Infamous Backpacker Murderer Charles Sobhraj Released from Prison
Serial killer Charles Sobhraj was deported from Nepal to France on 23 December 2022, after being released early from prison on health grounds by order of the Supreme Court.
The notorious figure is believed to have killed at least 20 backpackers from the West on the Asian hippie trail in the mid-1970s.
The French national of Vietnamese and Indian descent served 19 years of a life sentence, which translates to 20 years in Nepal.
The penalty was handed down in 2003 after Sobhraj was convicted of murdering US citizen Connie Jo Bronzich. A second life sentence was imposed after a 2014 trial, which saw him convicted of murdering Canadian Laurent Carrière.
Sobhraj was arrested in a Kathmandu casino in 2003, in relation to the murdered North American women, whom he’d killed in the South Asian nation in 1975, when he and his accomplice Canadian Marie-Andrée Leclerc entered Nepal using the passports of a recently murdered couple.
Also known as the Serpent, Sobhraj had the passports belonging to Dutch students Henk Bintanja and Cocky Hemker, whose strangled bodies had just been discovered in Pattaya, Thailand, where the killer and his hangers-on spent most of their time.
The Bikini Killer
Sobhraj possessed the ability to charm people into trusting him and was able to shift between social strata with ease. And in 1970, he began travelling in Asia, befriending backpackers from the West, drugging and robbing them, and then using their passports to move between countries.
By 1975, the serial killer had paired up with Indian man Ajay Chowdhury in Thailand. The pair’s first killing involved US traveller Teresa Knowlton. Her body was found wearing a bikini. And Sobhraj then hooked up with Leclerc. And prior to leaving to Nepal, four more westerners were killed.
After associates alerted Thai authorities to Sobhraj, he and Leclerc moved around, and further murders and crimes were committed as the pair crossed borders posing as jewel traders.
The Frenchman had a habit of drugging his victims, sometimes slowly over periods, which left them believing they had an illness.
And Sobhraj ended up attempting to drug around 60-odd French postgrads in New Delhi in mid-1976. But on his screwing up the dosage, some of the students came around and realised what had happened. They then apprehended the Frenchman and turned him into police.
Decades inside
After the unsuccessful drugging of the French postgraduate students, Sobhraj was sent to Delhi’s Tihar prison for 12 years. And after he drugged prison guards and escaped in 1986, the killer was recaptured and sentenced to a further 10 years.
By the time Sobhraj was released from South Asia’s largest prison in 1997, the statute of limitations had run out on a Thai warrant issued in his name, so he returned to Paris to live and charge large sums of money for interviews.
Indeed, a miscalculated return to Nepal in 2003, saw the killer spend a further two decades in a South Asian prison on outstanding murder charges.
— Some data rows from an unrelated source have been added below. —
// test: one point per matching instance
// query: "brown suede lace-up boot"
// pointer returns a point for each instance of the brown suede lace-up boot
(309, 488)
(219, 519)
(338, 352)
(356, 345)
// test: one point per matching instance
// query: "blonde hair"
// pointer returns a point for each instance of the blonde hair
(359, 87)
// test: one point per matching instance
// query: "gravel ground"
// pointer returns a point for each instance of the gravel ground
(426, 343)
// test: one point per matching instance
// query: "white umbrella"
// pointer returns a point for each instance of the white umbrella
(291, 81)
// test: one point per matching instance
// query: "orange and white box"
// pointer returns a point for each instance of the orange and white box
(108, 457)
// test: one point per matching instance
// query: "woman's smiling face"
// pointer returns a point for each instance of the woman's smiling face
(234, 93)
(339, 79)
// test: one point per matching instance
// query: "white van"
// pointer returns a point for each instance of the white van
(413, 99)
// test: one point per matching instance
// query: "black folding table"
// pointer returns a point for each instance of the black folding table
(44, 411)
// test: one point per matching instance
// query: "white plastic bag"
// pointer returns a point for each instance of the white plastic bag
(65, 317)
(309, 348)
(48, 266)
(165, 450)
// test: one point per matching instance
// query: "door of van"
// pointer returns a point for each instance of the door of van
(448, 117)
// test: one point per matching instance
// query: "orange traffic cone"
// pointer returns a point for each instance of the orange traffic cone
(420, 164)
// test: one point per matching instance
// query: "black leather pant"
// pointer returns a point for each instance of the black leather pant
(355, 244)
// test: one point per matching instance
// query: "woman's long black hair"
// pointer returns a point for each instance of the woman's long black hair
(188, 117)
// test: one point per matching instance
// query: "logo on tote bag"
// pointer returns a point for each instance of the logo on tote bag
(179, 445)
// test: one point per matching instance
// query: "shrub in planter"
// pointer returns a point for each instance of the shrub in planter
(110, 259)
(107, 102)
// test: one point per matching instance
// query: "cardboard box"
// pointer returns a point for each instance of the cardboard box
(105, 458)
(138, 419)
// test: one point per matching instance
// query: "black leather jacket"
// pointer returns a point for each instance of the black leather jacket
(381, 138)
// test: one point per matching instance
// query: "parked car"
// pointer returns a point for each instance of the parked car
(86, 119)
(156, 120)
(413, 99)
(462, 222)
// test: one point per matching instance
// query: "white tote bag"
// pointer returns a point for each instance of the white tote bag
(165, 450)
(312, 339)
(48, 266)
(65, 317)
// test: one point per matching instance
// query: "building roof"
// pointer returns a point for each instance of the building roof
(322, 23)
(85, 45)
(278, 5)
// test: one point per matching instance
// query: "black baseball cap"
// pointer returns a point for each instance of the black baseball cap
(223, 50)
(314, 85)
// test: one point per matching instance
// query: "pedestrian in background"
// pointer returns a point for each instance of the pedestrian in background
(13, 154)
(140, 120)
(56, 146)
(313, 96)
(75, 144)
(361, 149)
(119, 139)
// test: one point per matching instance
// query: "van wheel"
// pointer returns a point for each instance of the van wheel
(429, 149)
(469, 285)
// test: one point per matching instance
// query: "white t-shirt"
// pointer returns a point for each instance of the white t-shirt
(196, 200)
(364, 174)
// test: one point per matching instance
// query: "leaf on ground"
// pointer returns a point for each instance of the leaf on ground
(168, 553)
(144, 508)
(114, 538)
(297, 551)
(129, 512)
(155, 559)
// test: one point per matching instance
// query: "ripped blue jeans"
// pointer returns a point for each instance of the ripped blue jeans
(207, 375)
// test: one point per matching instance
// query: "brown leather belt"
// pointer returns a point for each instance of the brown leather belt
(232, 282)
“I am going straight back to France to my family. I have written a manuscript with a co-writer, Jean Charles Deniau, and the book will be published,” 78-year-old Sobhraj told Indian Express on his recent release from Nepali prison last week.
“I hope to live for many years to come. I’ll devote my life to my daughter and will probably keep myself busy with books, writing and business.”
Life sentences
Whereas a life sentence in Nepal is generally set at 20 years, the situation is very different in New South Wales.
Section 61 of the Crimes (Sentencing Procedure) Act 1999 (NSW) stipulates that:
A court is to impose a sentence of imprisonment for life on a person who is convicted of murder if the court is satisfied that the level of culpability in the commission of the offence is so extreme that the community interest in retribution, punishment, community protection and deterrence can only be met through the imposition of that sentence”.
It is important to note that for cases of murder, aggravated sexual assault in company, sexual intercourse with a child under 10 and drug offences carrying a maximum penalty of life imprisonment in NSW, life means life; in other words, the offender is ordered to spend the rest of their natural lives behind bars, unless a non-parole period is set by the court.
This change was brought in as part of the ‘truth in sentencing’ reforms in 1999, before which the average time spent in prison for a life sentence was 13 years, causing public outrage.
Given the severity of a life sentence, section 61 requires that the nature and circumstances must be so serious that retribution, punishment, community protection and deterrence can only be met through a sentence of life, as opposed to, for example, a lengthy prison term.